By Olivia Farina
A leaf spirals onto the living room floor and there is a thud I cannot place. I hope I am drunk enough that time is trapped here in this hour with me. That I can lay out my limbs and press my left cheek to the floor and appreciate organic matter on vinyl flooring. I let cold creep into my skin and try not to breathe in a way that would oppress me or you or them. Just to breathe should be enough but I don’t want to upset the leaf. I don’t want to upset the leaf and have nothing to stare at. I don’t want to have nothing to stare at. Then I would have to admit that I am empty.
i put my dirty laundry back
into the dryer
and watch it spin
i know that when i take it out it will be warm
but it will still smell of the desperation that
stains the armpits
and taints the groin
there is no method to the way i will organize
and tenderly love this laundry
so it will live to the right of my bed,
stew in its own wretchedness,
and be picked through for something more enticing to wear
but i will always put on the same sweater
tinged with the musk of fear
and the process of sweat
for at least it will be warm
and at least it will not ask me to explain why
a woman who cannot carry
a child still wants to have
children one day.
To the Child I Will Never Have
I have tried to write this many times. Instead I give up and use my hands to make something useful for you, even though I didn’t know it was always meant for you.

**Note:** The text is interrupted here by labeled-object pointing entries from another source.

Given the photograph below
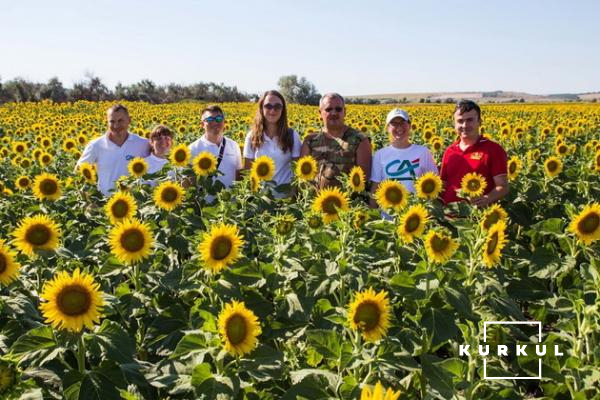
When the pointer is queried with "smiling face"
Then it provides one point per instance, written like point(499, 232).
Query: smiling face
point(467, 125)
point(332, 112)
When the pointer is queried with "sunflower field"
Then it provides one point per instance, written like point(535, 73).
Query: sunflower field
point(157, 293)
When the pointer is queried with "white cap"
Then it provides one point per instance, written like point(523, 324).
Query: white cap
point(397, 112)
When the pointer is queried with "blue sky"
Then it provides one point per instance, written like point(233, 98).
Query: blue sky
point(352, 47)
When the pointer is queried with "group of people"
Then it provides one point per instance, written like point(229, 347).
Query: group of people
point(337, 148)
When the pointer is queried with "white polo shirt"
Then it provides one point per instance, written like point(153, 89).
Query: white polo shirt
point(112, 160)
point(232, 157)
point(270, 147)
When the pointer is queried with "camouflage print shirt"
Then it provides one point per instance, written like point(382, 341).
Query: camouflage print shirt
point(334, 155)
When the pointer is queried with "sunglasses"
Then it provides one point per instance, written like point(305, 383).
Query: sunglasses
point(218, 119)
point(276, 106)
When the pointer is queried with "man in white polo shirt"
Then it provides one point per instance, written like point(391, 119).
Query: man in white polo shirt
point(227, 151)
point(112, 152)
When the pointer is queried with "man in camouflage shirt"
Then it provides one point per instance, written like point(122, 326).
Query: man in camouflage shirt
point(337, 148)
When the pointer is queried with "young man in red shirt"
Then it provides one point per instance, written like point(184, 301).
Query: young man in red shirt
point(473, 152)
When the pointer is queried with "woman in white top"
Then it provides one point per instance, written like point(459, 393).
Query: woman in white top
point(400, 160)
point(271, 136)
point(161, 140)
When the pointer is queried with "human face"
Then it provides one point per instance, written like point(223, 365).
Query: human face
point(333, 112)
point(467, 125)
point(118, 122)
point(161, 145)
point(400, 130)
point(275, 104)
point(213, 127)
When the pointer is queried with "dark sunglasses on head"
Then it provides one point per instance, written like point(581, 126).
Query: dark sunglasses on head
point(218, 119)
point(276, 106)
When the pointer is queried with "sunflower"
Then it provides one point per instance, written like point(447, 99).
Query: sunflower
point(220, 247)
point(9, 268)
point(306, 168)
point(263, 168)
point(494, 243)
point(88, 171)
point(168, 195)
point(131, 241)
point(137, 167)
point(370, 314)
point(440, 246)
point(39, 232)
point(23, 182)
point(378, 393)
point(239, 328)
point(46, 186)
point(514, 166)
point(412, 223)
point(473, 185)
point(121, 206)
point(492, 215)
point(356, 179)
point(204, 163)
point(586, 224)
point(180, 155)
point(553, 166)
point(72, 302)
point(429, 186)
point(329, 202)
point(391, 195)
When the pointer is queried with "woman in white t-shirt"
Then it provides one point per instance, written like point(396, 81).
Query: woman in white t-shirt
point(271, 136)
point(401, 160)
point(161, 140)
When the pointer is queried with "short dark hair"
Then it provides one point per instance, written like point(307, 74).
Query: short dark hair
point(465, 105)
point(213, 108)
point(160, 130)
point(118, 107)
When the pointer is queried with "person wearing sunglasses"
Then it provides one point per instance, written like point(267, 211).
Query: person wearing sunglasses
point(337, 147)
point(271, 136)
point(227, 151)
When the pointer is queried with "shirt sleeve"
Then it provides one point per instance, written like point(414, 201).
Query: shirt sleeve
point(248, 153)
point(297, 145)
point(376, 168)
point(498, 161)
point(88, 156)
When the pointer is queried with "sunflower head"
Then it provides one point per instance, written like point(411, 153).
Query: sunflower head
point(428, 186)
point(329, 202)
point(38, 232)
point(137, 167)
point(168, 195)
point(204, 164)
point(440, 246)
point(72, 302)
point(306, 168)
point(9, 268)
point(239, 328)
point(473, 185)
point(263, 168)
point(370, 314)
point(120, 207)
point(553, 166)
point(412, 223)
point(391, 195)
point(220, 247)
point(46, 187)
point(131, 241)
point(586, 224)
point(180, 155)
point(494, 243)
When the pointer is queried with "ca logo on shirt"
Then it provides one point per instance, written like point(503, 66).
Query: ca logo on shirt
point(399, 168)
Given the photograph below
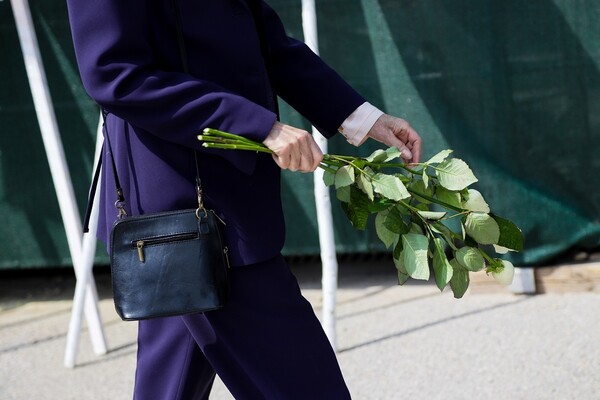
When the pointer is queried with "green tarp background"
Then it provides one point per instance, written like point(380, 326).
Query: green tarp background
point(512, 86)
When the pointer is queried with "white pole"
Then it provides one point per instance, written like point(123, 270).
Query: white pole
point(85, 289)
point(54, 151)
point(322, 200)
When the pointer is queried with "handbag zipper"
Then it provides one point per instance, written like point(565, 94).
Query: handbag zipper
point(140, 244)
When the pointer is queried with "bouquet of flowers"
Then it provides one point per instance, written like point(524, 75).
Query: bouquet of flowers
point(425, 213)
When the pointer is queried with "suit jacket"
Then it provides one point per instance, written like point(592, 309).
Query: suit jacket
point(129, 62)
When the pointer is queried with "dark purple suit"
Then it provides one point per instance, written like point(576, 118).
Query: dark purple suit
point(130, 64)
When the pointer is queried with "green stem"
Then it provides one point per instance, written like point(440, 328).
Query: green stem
point(216, 132)
point(212, 145)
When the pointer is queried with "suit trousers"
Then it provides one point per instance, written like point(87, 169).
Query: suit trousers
point(266, 343)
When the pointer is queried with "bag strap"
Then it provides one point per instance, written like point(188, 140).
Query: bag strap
point(120, 202)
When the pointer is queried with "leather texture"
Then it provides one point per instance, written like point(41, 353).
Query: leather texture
point(167, 264)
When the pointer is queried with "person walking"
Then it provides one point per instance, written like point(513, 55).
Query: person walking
point(266, 343)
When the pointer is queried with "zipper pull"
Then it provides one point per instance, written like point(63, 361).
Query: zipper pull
point(225, 251)
point(140, 247)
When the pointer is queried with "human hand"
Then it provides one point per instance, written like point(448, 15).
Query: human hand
point(294, 149)
point(396, 132)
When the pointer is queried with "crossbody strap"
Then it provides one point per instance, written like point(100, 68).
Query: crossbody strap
point(254, 6)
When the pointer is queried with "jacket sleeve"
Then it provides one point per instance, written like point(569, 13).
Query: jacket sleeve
point(116, 64)
point(305, 81)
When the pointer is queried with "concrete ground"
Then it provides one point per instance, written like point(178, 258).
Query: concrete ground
point(395, 342)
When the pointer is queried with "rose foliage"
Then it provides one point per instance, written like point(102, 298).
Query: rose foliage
point(425, 213)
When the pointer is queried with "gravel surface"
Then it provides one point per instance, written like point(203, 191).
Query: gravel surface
point(394, 342)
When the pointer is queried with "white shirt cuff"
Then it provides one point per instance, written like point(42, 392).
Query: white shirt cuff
point(359, 123)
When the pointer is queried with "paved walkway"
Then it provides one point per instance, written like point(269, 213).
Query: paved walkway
point(407, 342)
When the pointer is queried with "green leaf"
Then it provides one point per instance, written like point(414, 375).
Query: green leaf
point(357, 210)
point(387, 236)
point(379, 204)
point(414, 255)
point(441, 266)
point(328, 178)
point(378, 155)
point(365, 185)
point(343, 194)
point(448, 196)
point(390, 187)
point(394, 221)
point(455, 174)
point(459, 283)
point(446, 232)
point(432, 215)
point(511, 236)
point(474, 202)
point(414, 228)
point(482, 227)
point(402, 277)
point(419, 187)
point(391, 154)
point(470, 258)
point(344, 176)
point(439, 157)
point(398, 250)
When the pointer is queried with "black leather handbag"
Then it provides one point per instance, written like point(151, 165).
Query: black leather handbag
point(170, 263)
point(166, 264)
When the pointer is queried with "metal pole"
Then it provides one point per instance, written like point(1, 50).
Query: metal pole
point(56, 157)
point(322, 201)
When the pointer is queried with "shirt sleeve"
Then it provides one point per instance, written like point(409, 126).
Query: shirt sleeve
point(359, 123)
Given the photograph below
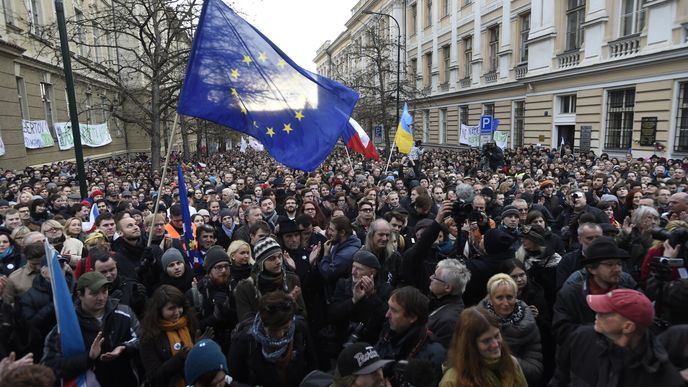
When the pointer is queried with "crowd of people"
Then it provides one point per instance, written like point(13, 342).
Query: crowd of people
point(527, 267)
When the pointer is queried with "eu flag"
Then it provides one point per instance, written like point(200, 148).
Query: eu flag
point(238, 78)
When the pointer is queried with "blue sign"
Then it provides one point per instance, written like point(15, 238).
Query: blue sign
point(486, 124)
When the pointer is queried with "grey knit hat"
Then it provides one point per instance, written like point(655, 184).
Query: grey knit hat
point(171, 255)
point(265, 248)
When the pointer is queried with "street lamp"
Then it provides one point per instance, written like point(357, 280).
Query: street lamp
point(398, 53)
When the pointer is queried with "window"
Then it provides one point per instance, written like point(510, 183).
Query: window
point(427, 75)
point(446, 50)
point(33, 9)
point(47, 98)
point(80, 34)
point(525, 30)
point(632, 17)
point(463, 114)
point(103, 108)
point(567, 104)
point(443, 126)
point(428, 13)
point(426, 124)
point(488, 109)
point(519, 122)
point(96, 43)
point(620, 105)
point(681, 143)
point(494, 48)
point(89, 107)
point(7, 7)
point(444, 8)
point(413, 71)
point(575, 17)
point(23, 102)
point(467, 56)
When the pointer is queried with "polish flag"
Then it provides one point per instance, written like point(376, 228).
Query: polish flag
point(356, 139)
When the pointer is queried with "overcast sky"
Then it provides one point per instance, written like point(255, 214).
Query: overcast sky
point(298, 27)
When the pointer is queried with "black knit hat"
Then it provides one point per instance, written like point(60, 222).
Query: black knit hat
point(601, 249)
point(215, 255)
point(265, 248)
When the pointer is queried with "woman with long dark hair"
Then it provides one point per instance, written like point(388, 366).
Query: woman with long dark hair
point(167, 332)
point(478, 356)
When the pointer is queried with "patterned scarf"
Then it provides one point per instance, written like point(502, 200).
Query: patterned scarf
point(177, 334)
point(273, 349)
point(513, 319)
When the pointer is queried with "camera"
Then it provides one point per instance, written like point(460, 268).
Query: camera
point(355, 336)
point(678, 236)
point(461, 211)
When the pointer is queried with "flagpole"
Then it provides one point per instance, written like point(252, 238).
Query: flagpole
point(162, 179)
point(390, 154)
point(349, 157)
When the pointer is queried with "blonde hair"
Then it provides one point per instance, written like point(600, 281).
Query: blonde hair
point(235, 246)
point(51, 223)
point(498, 280)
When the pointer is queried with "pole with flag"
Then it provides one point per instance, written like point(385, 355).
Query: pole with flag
point(189, 240)
point(238, 78)
point(71, 340)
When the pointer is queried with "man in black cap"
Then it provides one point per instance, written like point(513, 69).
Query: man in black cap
point(111, 334)
point(213, 297)
point(359, 302)
point(602, 273)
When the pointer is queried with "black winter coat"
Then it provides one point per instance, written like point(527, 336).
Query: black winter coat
point(120, 327)
point(444, 312)
point(571, 310)
point(590, 359)
point(162, 368)
point(369, 310)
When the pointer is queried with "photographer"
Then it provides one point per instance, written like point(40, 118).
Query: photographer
point(671, 294)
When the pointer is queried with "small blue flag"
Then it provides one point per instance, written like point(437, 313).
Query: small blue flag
point(189, 240)
point(238, 78)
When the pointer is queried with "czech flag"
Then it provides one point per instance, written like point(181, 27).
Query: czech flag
point(356, 139)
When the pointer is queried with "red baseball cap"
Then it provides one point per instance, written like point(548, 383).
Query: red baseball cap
point(629, 303)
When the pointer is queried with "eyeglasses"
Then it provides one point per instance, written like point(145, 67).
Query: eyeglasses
point(221, 267)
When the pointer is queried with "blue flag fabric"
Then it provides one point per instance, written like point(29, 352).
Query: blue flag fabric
point(189, 240)
point(238, 78)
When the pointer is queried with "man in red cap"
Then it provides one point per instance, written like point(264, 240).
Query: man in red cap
point(619, 350)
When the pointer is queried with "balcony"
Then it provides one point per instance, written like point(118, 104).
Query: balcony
point(568, 59)
point(521, 70)
point(628, 45)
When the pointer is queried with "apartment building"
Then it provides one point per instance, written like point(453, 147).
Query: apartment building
point(608, 75)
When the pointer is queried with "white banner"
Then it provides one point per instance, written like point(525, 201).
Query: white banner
point(91, 135)
point(501, 139)
point(469, 135)
point(37, 134)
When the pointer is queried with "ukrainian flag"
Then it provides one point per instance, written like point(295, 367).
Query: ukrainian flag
point(404, 136)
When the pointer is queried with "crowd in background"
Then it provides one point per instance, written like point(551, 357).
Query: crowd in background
point(475, 267)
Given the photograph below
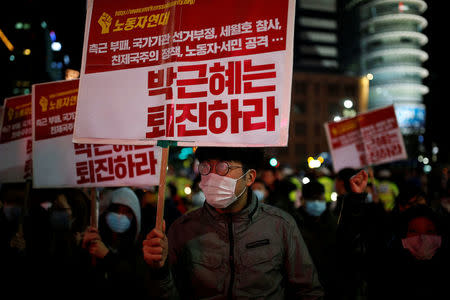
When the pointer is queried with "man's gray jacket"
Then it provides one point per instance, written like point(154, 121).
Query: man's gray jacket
point(257, 253)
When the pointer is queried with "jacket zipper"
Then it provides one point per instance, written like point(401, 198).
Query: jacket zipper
point(231, 258)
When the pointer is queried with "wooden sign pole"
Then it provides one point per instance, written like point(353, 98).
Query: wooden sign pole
point(162, 188)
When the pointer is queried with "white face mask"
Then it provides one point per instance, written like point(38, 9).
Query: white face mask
point(422, 246)
point(219, 190)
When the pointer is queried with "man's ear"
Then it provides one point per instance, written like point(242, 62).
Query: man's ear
point(250, 177)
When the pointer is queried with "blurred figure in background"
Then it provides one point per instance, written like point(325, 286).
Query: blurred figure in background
point(387, 189)
point(286, 196)
point(416, 266)
point(260, 190)
point(318, 227)
point(342, 188)
point(325, 178)
point(197, 198)
point(68, 219)
point(13, 237)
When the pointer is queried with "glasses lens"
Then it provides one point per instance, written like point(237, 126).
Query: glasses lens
point(222, 168)
point(204, 168)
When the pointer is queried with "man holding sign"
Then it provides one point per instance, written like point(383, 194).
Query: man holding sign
point(234, 246)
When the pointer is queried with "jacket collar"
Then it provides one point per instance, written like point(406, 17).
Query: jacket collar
point(247, 214)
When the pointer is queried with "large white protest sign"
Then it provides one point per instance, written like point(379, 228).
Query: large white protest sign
point(370, 138)
point(15, 140)
point(201, 72)
point(58, 162)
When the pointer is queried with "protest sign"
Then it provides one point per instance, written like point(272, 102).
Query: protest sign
point(199, 72)
point(370, 138)
point(15, 140)
point(58, 162)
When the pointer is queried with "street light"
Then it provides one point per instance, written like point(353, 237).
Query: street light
point(348, 103)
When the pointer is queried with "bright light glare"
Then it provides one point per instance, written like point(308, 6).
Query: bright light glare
point(314, 163)
point(348, 103)
point(56, 46)
point(273, 162)
point(333, 196)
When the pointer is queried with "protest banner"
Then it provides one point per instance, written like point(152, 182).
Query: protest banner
point(195, 72)
point(15, 140)
point(58, 162)
point(371, 138)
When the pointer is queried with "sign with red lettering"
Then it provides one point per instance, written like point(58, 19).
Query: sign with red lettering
point(196, 72)
point(15, 140)
point(370, 138)
point(58, 162)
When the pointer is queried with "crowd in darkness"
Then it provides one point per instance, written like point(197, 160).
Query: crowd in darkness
point(387, 241)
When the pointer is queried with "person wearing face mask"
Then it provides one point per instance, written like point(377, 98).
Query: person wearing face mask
point(318, 226)
point(117, 270)
point(234, 245)
point(417, 265)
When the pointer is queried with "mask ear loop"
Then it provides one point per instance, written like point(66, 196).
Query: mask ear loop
point(245, 187)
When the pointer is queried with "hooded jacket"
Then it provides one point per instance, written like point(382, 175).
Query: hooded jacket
point(256, 253)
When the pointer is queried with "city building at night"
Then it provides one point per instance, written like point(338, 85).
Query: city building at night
point(389, 46)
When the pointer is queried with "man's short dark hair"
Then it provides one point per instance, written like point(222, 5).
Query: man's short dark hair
point(251, 157)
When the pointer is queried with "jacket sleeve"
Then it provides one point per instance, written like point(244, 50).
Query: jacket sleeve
point(303, 281)
point(162, 281)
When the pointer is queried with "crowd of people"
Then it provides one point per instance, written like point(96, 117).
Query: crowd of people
point(243, 230)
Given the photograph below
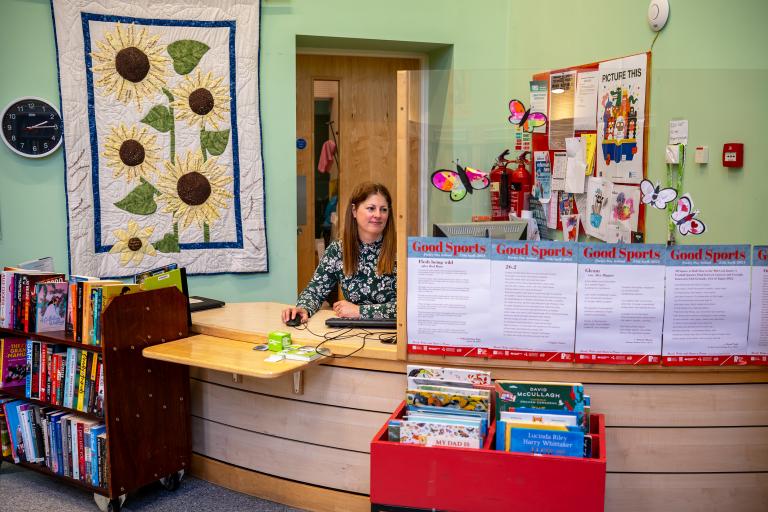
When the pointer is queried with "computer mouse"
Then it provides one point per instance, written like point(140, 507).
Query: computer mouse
point(293, 322)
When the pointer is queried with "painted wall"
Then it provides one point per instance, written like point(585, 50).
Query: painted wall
point(32, 197)
point(709, 66)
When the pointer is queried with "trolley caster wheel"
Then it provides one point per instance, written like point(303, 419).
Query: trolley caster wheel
point(172, 481)
point(109, 505)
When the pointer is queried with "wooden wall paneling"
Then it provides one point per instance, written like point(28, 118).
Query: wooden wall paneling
point(347, 429)
point(684, 405)
point(305, 162)
point(687, 450)
point(294, 460)
point(742, 492)
point(294, 494)
point(328, 385)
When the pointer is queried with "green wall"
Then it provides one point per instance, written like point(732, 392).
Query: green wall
point(709, 66)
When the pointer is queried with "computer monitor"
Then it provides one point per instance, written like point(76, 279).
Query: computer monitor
point(505, 230)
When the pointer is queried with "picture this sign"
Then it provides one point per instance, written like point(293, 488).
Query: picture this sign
point(622, 90)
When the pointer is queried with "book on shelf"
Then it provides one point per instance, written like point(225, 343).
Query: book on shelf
point(13, 362)
point(18, 451)
point(446, 407)
point(440, 434)
point(566, 396)
point(5, 439)
point(51, 306)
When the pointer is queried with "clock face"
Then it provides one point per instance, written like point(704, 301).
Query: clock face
point(31, 127)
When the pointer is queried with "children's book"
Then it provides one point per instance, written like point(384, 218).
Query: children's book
point(51, 306)
point(511, 395)
point(542, 442)
point(474, 377)
point(440, 434)
point(13, 362)
point(450, 400)
point(539, 417)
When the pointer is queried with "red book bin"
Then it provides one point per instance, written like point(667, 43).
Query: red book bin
point(407, 477)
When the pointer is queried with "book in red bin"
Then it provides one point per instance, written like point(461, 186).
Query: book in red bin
point(13, 362)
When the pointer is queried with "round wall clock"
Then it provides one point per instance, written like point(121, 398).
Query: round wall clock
point(31, 127)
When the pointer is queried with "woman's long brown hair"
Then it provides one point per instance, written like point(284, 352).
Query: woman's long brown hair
point(351, 238)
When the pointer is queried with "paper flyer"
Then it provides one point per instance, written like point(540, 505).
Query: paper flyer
point(706, 310)
point(559, 170)
point(590, 140)
point(539, 93)
point(561, 93)
point(621, 118)
point(448, 294)
point(534, 306)
point(621, 304)
point(575, 165)
point(585, 104)
point(543, 188)
point(570, 227)
point(757, 346)
point(625, 206)
point(551, 210)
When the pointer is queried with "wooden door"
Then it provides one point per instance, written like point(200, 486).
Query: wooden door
point(366, 133)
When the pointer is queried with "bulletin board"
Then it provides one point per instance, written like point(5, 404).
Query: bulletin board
point(621, 131)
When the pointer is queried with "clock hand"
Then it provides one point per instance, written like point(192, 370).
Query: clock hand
point(38, 125)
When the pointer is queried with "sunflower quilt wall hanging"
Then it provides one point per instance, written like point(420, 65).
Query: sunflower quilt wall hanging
point(160, 102)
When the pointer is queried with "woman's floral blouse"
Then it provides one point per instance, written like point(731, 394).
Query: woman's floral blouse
point(376, 295)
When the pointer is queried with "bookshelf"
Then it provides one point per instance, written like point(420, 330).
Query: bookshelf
point(146, 402)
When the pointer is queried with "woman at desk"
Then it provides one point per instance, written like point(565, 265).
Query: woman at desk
point(363, 262)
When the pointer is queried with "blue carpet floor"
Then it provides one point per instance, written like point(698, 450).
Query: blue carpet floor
point(22, 490)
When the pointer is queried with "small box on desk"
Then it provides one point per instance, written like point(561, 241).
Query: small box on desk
point(462, 479)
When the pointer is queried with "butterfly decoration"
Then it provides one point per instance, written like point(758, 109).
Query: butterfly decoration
point(524, 118)
point(460, 182)
point(657, 196)
point(684, 217)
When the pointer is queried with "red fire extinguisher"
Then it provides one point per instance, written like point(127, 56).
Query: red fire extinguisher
point(520, 187)
point(500, 178)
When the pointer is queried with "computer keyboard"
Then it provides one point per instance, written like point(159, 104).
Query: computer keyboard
point(362, 323)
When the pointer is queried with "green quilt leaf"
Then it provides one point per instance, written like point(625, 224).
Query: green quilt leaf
point(140, 201)
point(159, 118)
point(214, 142)
point(169, 243)
point(186, 54)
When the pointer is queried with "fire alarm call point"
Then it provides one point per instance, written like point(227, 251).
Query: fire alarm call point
point(733, 154)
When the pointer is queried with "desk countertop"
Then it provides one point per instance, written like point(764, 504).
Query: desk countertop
point(253, 321)
point(227, 336)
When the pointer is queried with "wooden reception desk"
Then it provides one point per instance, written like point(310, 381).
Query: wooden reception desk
point(682, 439)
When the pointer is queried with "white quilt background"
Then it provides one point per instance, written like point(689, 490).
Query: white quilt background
point(160, 103)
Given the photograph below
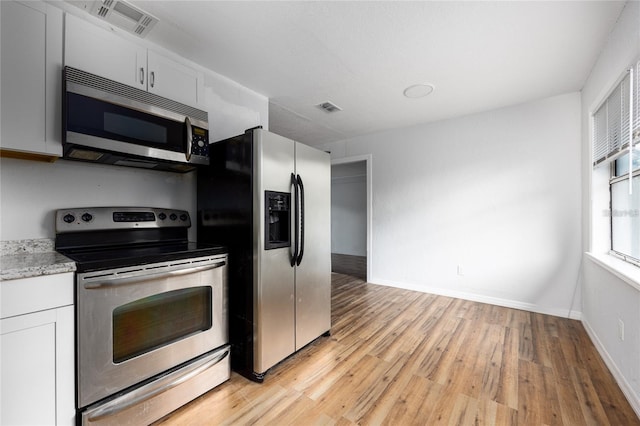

You would have had an affinity for blankets, it’s why I start making so many and never get around to finishing them. You would love the weight, just like I do, and I would have covered you in them until you felt secure.
I can see you so well. Holding you on my hip, foreheads pressed together, staring into your eyes. I will wash you in warm water. Soothe you when the world is too much. Try to comfort you like I wanted to be comforted. Make sure you are not afraid to hug.
Why can’t I hold you?
I will teach you to learn from your faults. I hope you will be spared the thrum of anxiety, the ache I have always held in my chest, and the guilt I inherited. That will end with me now, but I wish more than anything you could have had a start.
You would have had such a beautiful mind, I know this for a fact, and I could have helped you through the pitfalls that comes with that, helped you negotiate the delicate dance so your movements were always your own.
Sometimes when I need to be near you, I touch my stomach and press ever so slightly in hopes that you will be able to feel my love. Sometimes I whisper things to you, semi-sweet secrets that I think would make you laugh. Sometimes I sing to you. You have the best taste in music.
When I dream about you, you are laughing. You run ahead of me, knowing so well that I would follow you anywhere, but you always look back to make sure I am behind you. I see you in fields and in cities, in houses and in parks. These places do not exist. I am not as tall as I am in my dreams. You have never laughed.
In my head you inherit the Earth. You are the reason I want to save it, so you may place it in your pocket, so your chosen family will be safe, so you may take them with you everywhere. And when you grow old, older than I am now, I will smile every day and never cry when I miss you, because I know you are in the world and all around me still.
I knew I would have to let you go – I just didn’t know it would be so soon.